1869 oil painting by Jan Matejko

The interior of the Tomb of King Casimir the Great is an oil on cardboard painting finished by Jan Matejko in 1869. This painting is located in Jan Matejko House, a branch of the National Museum in Kraków.

== Description ==
The painting depicts the excavation works performed on the tomb where Casimir III the Great was laid to rest in 1370. In the foreground is a decrepit brick wall with an inscription in Latin placed in the bottom-right corner that spells out "KAZIMIRUS MAGN", an abbreviation for Kazimirus Magnus (Casimir the Great).
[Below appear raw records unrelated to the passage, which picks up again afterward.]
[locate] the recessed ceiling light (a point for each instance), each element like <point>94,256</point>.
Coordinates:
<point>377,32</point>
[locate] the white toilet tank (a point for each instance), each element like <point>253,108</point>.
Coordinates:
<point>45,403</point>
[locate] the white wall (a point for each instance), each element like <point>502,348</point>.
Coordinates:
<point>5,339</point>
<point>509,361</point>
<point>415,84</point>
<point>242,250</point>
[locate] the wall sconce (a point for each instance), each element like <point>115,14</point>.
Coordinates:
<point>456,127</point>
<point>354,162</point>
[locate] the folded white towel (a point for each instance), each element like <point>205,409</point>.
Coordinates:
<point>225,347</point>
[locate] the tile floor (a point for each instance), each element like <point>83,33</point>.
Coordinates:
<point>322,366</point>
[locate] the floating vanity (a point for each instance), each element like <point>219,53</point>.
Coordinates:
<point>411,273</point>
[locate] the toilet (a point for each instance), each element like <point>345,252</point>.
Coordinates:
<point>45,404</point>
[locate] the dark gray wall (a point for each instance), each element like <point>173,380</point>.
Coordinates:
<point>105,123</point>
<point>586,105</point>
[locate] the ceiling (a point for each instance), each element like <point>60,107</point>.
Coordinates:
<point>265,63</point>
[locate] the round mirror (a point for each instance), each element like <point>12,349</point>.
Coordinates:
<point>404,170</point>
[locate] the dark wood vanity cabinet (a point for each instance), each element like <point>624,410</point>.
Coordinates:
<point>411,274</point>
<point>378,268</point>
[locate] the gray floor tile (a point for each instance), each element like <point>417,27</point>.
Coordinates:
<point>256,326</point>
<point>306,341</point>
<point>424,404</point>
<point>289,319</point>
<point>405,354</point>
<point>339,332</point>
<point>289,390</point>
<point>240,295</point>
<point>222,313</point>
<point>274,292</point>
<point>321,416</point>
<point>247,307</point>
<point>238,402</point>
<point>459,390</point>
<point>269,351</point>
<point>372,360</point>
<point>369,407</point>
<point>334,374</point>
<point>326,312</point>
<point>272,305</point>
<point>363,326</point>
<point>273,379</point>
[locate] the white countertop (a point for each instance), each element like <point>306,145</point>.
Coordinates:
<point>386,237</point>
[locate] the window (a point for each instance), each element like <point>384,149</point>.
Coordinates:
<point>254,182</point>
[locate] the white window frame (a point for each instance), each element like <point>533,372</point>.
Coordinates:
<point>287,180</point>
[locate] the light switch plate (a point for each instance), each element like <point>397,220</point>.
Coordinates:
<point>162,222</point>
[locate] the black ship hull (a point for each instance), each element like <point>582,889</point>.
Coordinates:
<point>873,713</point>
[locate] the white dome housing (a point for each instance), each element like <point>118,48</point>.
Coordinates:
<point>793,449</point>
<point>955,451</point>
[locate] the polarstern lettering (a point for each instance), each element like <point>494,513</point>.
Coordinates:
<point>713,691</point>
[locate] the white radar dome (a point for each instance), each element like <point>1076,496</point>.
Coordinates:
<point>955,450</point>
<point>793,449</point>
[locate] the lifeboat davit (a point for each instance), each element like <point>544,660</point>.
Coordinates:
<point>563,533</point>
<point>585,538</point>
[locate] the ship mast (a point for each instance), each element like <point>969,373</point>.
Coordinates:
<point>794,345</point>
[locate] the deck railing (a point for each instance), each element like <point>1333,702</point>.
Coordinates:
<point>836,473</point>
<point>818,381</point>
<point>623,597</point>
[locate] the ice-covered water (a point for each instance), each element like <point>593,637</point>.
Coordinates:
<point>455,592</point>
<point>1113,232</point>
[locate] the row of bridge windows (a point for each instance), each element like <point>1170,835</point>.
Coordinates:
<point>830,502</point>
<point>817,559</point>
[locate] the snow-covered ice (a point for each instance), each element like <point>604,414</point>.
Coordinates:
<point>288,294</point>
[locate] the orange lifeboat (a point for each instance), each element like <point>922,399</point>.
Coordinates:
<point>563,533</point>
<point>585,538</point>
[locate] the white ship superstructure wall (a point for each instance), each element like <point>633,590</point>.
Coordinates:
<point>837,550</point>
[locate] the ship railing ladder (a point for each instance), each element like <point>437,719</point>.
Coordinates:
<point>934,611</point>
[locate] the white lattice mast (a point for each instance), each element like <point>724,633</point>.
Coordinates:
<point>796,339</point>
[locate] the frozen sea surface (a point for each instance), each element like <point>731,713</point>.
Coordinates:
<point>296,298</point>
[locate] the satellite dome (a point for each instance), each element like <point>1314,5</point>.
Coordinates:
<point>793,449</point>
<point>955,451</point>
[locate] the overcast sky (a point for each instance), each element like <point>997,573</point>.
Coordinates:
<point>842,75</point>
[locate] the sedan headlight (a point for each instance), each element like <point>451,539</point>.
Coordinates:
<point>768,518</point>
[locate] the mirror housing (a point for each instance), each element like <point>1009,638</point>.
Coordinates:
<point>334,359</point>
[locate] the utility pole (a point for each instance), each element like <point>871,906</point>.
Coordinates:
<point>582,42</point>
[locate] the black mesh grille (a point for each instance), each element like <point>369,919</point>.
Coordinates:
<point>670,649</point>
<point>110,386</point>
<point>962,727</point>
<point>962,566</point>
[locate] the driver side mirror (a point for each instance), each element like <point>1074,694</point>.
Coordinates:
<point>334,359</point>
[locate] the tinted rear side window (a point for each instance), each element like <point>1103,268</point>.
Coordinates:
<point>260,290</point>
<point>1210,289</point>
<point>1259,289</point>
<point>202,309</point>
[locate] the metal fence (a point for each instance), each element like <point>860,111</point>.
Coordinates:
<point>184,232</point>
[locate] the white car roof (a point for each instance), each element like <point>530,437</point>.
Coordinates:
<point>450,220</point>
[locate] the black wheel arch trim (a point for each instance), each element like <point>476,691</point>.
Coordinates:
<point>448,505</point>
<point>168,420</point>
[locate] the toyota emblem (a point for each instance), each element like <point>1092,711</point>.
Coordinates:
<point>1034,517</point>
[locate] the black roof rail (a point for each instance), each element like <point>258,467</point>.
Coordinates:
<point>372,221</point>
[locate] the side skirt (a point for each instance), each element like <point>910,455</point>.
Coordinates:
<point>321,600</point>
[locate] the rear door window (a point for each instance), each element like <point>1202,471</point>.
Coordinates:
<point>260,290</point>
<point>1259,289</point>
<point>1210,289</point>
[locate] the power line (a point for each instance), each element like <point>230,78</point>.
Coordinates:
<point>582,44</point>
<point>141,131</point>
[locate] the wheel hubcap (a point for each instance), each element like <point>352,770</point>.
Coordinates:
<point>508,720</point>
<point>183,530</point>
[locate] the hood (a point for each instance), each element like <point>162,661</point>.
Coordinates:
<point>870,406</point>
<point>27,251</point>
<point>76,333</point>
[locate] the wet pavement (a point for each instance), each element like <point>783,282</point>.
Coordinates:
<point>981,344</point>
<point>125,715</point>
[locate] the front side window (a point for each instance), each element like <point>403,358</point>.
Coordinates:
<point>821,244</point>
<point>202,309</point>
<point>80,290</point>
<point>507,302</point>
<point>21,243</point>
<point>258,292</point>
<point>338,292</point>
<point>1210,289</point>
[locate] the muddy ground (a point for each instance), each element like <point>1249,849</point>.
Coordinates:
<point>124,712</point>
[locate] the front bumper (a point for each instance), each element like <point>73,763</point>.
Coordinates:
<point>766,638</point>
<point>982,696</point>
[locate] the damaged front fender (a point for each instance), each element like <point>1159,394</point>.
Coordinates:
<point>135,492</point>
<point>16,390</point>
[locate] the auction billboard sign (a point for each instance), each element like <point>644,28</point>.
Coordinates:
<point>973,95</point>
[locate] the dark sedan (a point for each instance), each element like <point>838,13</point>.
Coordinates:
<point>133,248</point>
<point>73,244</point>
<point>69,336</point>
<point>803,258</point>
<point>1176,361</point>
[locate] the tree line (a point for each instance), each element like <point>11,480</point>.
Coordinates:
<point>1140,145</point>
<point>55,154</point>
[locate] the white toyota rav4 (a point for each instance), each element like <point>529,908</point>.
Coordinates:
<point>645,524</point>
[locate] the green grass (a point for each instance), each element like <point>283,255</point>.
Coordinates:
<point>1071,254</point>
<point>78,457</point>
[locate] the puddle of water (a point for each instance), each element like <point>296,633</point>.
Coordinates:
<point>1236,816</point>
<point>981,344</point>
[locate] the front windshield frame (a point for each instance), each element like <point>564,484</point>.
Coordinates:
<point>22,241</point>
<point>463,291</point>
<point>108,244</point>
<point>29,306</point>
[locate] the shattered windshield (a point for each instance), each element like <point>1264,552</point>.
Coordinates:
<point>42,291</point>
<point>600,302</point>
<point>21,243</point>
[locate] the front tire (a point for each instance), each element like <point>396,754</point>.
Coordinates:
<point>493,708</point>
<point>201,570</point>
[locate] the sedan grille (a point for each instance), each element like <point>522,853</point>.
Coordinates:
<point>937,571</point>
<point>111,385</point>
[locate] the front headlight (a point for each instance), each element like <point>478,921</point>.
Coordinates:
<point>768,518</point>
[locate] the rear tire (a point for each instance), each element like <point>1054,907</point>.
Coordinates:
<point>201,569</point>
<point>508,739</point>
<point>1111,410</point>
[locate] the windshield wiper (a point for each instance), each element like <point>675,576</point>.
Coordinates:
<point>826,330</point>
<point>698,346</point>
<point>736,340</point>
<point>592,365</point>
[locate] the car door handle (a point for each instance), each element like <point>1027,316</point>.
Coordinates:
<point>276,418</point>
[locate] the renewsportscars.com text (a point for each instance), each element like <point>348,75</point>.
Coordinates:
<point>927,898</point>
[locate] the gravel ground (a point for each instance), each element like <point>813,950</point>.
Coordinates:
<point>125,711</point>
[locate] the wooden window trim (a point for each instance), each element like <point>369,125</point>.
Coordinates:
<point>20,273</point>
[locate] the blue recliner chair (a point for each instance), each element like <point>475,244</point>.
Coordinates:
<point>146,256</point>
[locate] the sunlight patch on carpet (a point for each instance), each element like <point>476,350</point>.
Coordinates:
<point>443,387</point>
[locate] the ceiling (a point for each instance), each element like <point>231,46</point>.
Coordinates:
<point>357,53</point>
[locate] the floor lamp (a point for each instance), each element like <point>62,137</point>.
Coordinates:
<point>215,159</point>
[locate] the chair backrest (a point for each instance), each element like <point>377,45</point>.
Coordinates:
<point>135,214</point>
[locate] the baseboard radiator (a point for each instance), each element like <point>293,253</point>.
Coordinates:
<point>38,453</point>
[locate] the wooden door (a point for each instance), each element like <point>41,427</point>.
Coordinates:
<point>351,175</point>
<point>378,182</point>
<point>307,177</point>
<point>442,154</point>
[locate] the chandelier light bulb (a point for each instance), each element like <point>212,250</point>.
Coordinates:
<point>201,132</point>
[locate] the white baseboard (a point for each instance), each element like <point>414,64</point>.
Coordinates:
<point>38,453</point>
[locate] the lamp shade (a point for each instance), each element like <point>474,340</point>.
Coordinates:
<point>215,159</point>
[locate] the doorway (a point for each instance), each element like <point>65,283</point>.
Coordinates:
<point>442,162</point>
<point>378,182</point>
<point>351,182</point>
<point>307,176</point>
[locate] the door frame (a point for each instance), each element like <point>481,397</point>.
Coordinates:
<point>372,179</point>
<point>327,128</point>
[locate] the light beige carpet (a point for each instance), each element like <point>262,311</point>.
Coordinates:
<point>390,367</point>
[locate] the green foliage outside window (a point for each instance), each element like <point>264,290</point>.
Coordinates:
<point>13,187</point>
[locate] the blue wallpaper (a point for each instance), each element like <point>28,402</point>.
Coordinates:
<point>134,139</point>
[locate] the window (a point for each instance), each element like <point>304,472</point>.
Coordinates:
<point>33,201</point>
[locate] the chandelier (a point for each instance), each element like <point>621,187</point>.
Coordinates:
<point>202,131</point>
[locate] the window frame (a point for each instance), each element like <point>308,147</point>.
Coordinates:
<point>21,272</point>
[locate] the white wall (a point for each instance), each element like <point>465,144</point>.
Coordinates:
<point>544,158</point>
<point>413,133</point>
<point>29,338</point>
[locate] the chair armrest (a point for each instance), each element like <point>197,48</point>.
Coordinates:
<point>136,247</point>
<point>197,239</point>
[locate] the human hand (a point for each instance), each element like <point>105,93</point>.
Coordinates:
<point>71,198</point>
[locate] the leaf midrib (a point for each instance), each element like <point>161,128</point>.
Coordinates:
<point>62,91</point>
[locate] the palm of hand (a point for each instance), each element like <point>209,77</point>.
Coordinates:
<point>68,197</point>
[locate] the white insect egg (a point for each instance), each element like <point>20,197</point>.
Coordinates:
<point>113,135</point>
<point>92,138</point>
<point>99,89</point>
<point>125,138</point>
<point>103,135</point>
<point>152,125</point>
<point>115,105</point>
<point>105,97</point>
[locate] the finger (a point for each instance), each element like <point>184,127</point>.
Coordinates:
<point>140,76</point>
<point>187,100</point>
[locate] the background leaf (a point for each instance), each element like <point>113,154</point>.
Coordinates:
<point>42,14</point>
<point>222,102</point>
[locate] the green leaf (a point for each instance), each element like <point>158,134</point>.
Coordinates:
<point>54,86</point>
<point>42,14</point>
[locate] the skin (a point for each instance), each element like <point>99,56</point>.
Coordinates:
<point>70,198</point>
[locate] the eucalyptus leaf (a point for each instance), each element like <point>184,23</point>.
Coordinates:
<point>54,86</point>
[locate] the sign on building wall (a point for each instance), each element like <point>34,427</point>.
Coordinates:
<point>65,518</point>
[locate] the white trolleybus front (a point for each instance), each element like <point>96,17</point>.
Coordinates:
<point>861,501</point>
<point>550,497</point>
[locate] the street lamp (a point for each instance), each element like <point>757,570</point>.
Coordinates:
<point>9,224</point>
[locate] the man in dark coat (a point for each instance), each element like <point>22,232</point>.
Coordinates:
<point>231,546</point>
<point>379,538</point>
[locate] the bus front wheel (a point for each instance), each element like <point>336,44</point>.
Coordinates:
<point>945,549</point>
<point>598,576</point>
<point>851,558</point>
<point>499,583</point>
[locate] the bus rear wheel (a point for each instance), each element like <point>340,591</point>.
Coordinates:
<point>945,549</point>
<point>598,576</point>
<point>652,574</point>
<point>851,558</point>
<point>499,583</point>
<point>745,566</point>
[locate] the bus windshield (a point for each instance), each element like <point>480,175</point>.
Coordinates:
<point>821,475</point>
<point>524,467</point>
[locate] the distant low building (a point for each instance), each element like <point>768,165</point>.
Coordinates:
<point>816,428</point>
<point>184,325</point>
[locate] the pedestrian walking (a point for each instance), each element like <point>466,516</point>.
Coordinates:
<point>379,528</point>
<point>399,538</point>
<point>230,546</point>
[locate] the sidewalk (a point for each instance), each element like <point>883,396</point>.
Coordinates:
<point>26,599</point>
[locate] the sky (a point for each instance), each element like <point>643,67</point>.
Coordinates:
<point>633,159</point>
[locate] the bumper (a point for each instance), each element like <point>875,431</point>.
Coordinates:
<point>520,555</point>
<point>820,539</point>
Behind the bricks lies a scull bearing a royal crown studded with gems. A detached jaw lies separately near a cluster of loose bones. Another identifiable body part is the foot placed near a hole in the wall. Wooden beams inside of a tomb suggest the former existence of some supporting structure, or more likely a coffin, that has degraded with time. This loose collection of objects in the painting, according to Stanisław Tarnowski, is arranged exactly as it was witnessed on the day of excavation.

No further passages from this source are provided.